SKIS: Trends for the season move away from technology and move toward what the ski model can do for a particular skier type. Rather than simply offering racing and non-racing skis (with a handful of specialty powder skis), line ups now included GLM, shorts, high-performance semi-shorts and freestyle models.
BOOTS: Big news was the retreat from stiffer boots; easier forward flex was the name of the game along with higher backs, closer fit and forward lean.
BINDINGS: Increased anti-shock, greater anti friction and improved reliability.

1984

SKIS: Larger offering of high-performance skis, improved base materials, an emphasis on vibration absorption and more high speed skis (last year Super G was introduced)
BOOTS: Rear entry comes on strong, even though the demand by consumers wasn’t overwhelming; racing models enter the scene like the Salomon SX91 Equipe .
BINDINGS: More rugged, easier and of course, safer. Additionally, most manufacturers reduced complexity – concentrating on 1 or 2 designs with models for different skiers with those designs.
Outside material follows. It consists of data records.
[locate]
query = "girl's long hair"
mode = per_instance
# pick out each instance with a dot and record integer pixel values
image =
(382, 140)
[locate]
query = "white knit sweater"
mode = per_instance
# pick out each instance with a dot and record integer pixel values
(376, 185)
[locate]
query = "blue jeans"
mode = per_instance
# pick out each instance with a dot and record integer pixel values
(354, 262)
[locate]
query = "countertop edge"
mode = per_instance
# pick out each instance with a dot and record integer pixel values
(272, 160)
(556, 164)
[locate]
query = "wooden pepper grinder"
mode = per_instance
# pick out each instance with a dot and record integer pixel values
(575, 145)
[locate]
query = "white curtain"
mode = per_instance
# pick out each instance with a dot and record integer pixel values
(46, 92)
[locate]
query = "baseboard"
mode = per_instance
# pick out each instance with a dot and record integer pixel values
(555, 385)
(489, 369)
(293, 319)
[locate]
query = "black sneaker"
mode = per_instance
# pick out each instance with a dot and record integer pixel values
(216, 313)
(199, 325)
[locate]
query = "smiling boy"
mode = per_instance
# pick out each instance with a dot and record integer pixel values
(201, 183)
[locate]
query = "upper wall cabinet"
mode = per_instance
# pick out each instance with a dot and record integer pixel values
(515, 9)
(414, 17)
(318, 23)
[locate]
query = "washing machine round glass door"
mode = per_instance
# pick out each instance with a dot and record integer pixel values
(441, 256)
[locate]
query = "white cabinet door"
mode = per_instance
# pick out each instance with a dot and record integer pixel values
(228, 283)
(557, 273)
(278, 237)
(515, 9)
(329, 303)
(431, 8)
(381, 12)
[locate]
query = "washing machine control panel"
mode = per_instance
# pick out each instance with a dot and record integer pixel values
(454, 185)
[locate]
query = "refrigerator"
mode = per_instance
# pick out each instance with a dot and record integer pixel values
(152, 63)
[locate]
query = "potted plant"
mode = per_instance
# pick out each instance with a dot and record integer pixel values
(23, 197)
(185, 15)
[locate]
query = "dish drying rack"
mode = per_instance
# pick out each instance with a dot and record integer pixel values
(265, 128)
Ess begins its first full season and unconventional models are limited to Spademan.

1994

SKIS: Kneissl Ergo and the Big Foot, Tyrolia Skis, K2 GS Race, Rossignol 7Xk, Kastle Speedmachine, Volkl P10s and Fischer RC4s.
BOOTS: Tecnica TNTs and Rossignol Courses, Nordica Syntech, Lange XRs, Salomon SX95-SX45s and Tyrolia boots.
BINDINGS: Simplified – Ess, Geze, Look, Marker, Salomon and Tyrolia.

2004

SKIS: Supercarvers, Head Monsters and Chips, Bogner skis, Salomon Pocket Rockets, Volkl Gotomas, Rossignol Bandits and the Head Mad Trix Mojo.